Enjeux médicaux et sociaux : ce que nous dit le lithopédion
Le cas du lithopédion va bien au-delà de la médecine. Il met en lumière :
- Le manque d’éducation sexuelle et reproductive dans certaines régions.
- La méfiance envers le système médical, souvent héritée d’histoires traumatisantes ou de traditions familiales.
- L’abandon des femmes rurales dans la politique de santé publique.
Il pose aussi une question fondamentale :
Combien de femmes vivent actuellement avec un fétus mort dans le ventre, sans le savoir ?
L’urgence d’informer et de former
L’une des meilleures armes contre ce genre de situations est l’information préventive. Il ne s’agit pas de faire peur, mais de briser le silence autour de sujets encore tabous.
Les campagnes de sensibilisation peuvent inclure :
- L’importance du suivi prénatal régulier
- La reconnaissance des signes anormaux pendant la grossesse
- L’accès aux centres de santé communautaires, même en zones reculées
- L’éducation des maris et familles, qui influencent souvent la décision de consulter
Un sujet éternel
Le cas du lithopédion n’est pas un fait divers oublié.

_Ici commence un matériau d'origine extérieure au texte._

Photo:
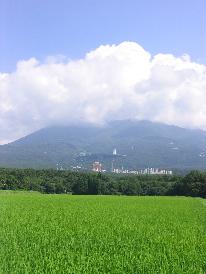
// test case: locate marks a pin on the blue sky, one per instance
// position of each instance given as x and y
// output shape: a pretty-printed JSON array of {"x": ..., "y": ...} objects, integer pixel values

Il est un rappel constant des inégalités de santé et de l’urgence de mettre la science à portée des femmes, quelle que soit leur situation.
Il peut servir de point de départ pour aborder des thèmes comme :
- La mortalité maternelle
- Les violences médicales
- La désertification sanitaire
- La médicalisation des campagnes
Conclusion
Le lithopédion est une anomalie médicale. Mais il est surtout une trace vivante de l’abandon de certaines femmes par le système de santé.
La pierre dans leur ventre est le symbole de tout ce qu’on a laissé durcir en silence : la peur, l’ignorance, la solitude, la douleur.